Remark: This approach can be easily adapted to define "b is a power of n" for any number n with a fixed decomposition a1a2...ak, where each ai is a power of a prime pi and pi = pj → i=j.
how about:
∀x: ∀y: (SSx∙y = b → ∃z: z∙SS0 = SSx)
(in English: any factor of b that is ≥ 2 must itself be divisible by 2; literally: for all natural numbers x and y, if (2+x) * y = b then this implies that there's a natural number z such that z * 2 = (2+x). )
I'm not 100% sure that this is allowed in the syntax of TNT and propositional calculus, it's been a while since I've perused GEB.
(edit: for the b = 2n problem at least; I can see why the 10n would be more difficult as 10 is not prime. But 11n would be the same thing except replacing the one term "SS0" with "SSSSSSSSSSS0".)
Here's what I came up with:
∀c:∃d:<(c*d=b)→<(c=SO)v∃e:(d=e*SSO)>>
Which translates to:
For all numbers c, there exists a number d, such that if c times d equals b then either c is 1 or there exists a number e such that d equals e times 2.
Or
For all numbers c, there exists a number d, such that if b is a factor of c and d then either c is 1 or d is a factor of 2
Or
If the product of two numbers is b then one of them is 1 or one of them is divisible by 2
Or
All divisors of b are either 1 or are divisible by 2
Or
b is a power of 2
For the open expression meaning that b is a power of 2, I have ∀a:~∃c:(S(Sa ∙ SS0) ∙ Sc) = b
This effectively says that for all a, S(Sa ∙ SS0) is not a factor of b. But in normal terms, S(Sa ∙ SS0) is 1 + ((a + 1) * 2) or 3 + 2a.
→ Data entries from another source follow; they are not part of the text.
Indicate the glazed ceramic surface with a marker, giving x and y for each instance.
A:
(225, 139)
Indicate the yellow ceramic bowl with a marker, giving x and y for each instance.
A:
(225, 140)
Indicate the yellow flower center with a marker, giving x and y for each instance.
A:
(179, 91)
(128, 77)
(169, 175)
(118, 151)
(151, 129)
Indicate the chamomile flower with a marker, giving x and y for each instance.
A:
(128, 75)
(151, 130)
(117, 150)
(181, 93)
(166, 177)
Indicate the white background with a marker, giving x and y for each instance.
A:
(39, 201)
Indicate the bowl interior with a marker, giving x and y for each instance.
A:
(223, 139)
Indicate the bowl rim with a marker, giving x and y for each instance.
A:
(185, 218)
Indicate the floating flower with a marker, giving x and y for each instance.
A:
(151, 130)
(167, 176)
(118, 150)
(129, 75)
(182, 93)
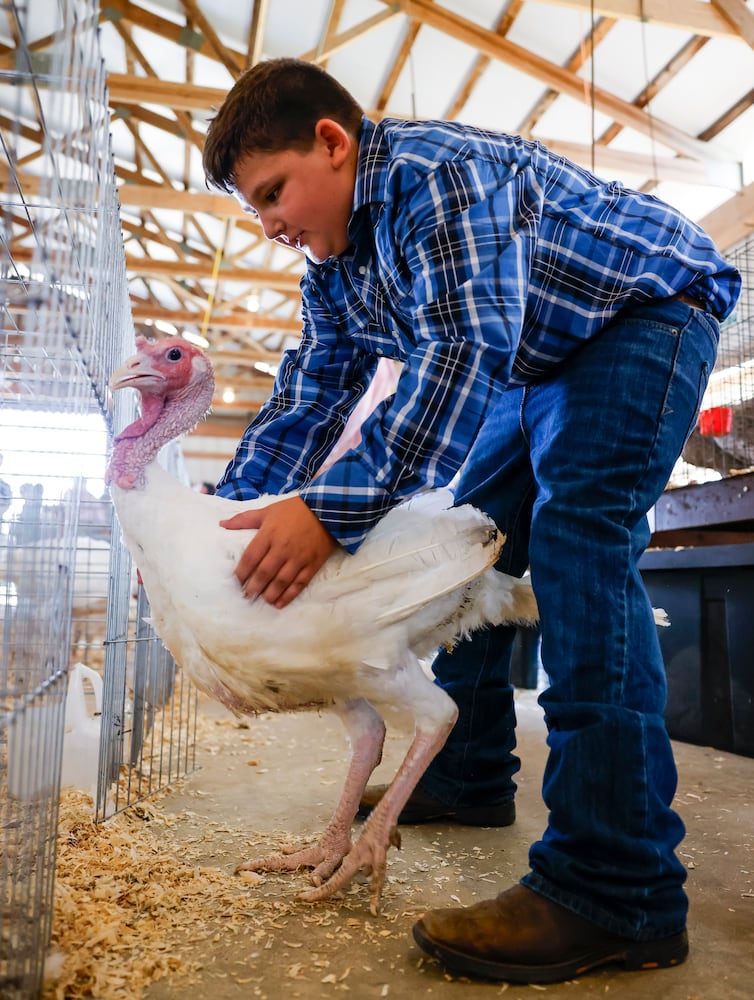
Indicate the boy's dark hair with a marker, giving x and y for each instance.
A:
(272, 107)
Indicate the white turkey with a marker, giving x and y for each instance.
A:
(351, 642)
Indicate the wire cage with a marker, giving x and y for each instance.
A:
(70, 608)
(722, 443)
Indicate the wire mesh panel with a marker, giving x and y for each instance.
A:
(722, 443)
(67, 595)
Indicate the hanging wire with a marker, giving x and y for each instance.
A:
(592, 108)
(647, 107)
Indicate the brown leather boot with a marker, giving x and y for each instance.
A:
(522, 937)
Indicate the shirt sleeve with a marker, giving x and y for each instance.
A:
(315, 389)
(463, 236)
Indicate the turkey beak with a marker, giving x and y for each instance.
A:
(136, 372)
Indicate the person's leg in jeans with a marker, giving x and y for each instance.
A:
(477, 763)
(605, 882)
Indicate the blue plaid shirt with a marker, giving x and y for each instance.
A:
(479, 260)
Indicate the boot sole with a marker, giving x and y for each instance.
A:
(633, 956)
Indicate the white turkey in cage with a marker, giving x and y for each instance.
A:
(66, 591)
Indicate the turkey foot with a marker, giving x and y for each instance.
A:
(370, 855)
(324, 857)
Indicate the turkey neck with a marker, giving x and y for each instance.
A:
(138, 444)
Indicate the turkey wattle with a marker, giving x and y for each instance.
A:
(351, 642)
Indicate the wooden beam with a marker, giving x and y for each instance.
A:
(128, 88)
(228, 321)
(560, 79)
(694, 16)
(733, 221)
(257, 276)
(738, 15)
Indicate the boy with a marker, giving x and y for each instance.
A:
(556, 334)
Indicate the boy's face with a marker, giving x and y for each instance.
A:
(303, 200)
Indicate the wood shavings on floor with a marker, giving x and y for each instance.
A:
(140, 897)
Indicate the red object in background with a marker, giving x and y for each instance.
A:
(716, 422)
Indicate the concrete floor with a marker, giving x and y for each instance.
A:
(283, 773)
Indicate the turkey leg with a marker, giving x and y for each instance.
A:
(434, 723)
(366, 733)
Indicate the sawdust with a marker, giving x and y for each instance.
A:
(139, 897)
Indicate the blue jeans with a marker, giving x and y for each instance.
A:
(569, 468)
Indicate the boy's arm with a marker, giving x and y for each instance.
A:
(291, 544)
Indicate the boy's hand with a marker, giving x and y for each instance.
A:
(291, 544)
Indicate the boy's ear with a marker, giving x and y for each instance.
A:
(338, 141)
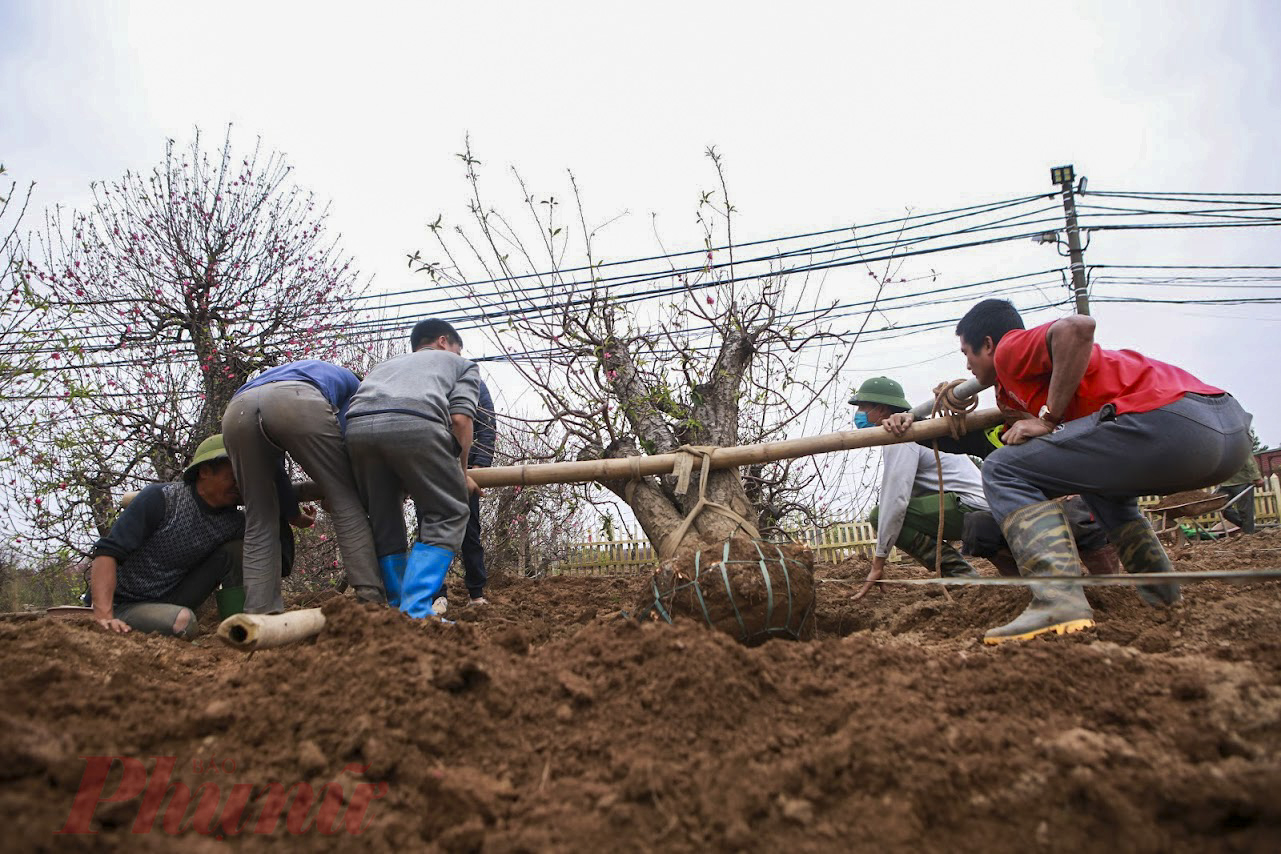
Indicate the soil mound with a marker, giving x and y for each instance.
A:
(548, 721)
We can now reword the statement as "no odd number that is at least 3 is a factor of b". This is true if and only if b is a power of 2.
I'm still working on the b is a power of 10 problem.
I think that most of the above have only shown that b must be a multiple of 4. How about this: ∃b:∀c:<<∀e:(c∙e) = b & ~∃c':∃c'':(ssc'∙ssc'') = c> → c = 2>
I don't think the formatting is perfect, but it reads:
There exists b, such that for all c, if c is a factor of b and c is prime, then c equal 2.
Here is what I came up with for the statement "b is a power of 2"
∃b: ∀a: ~∃c: ((a * ss0) + sss0) * c = b
I think this says "There exists a number b, such that for all numbers a, there does not exist a number c such that (a * 2) + 3 (in other words, an odd number greater than 2) multiplied by c, gives you b." So, if b exists, and can't be zero, and it has no odd divisors greater than 2, then wouldn't b necessarily be 1, 2, or another power of 2?
my solution for b is a power of two is :
∀x: ∃y x.y=b ( isprime(x) => x = SS0 )
isprime() should not be hard to write.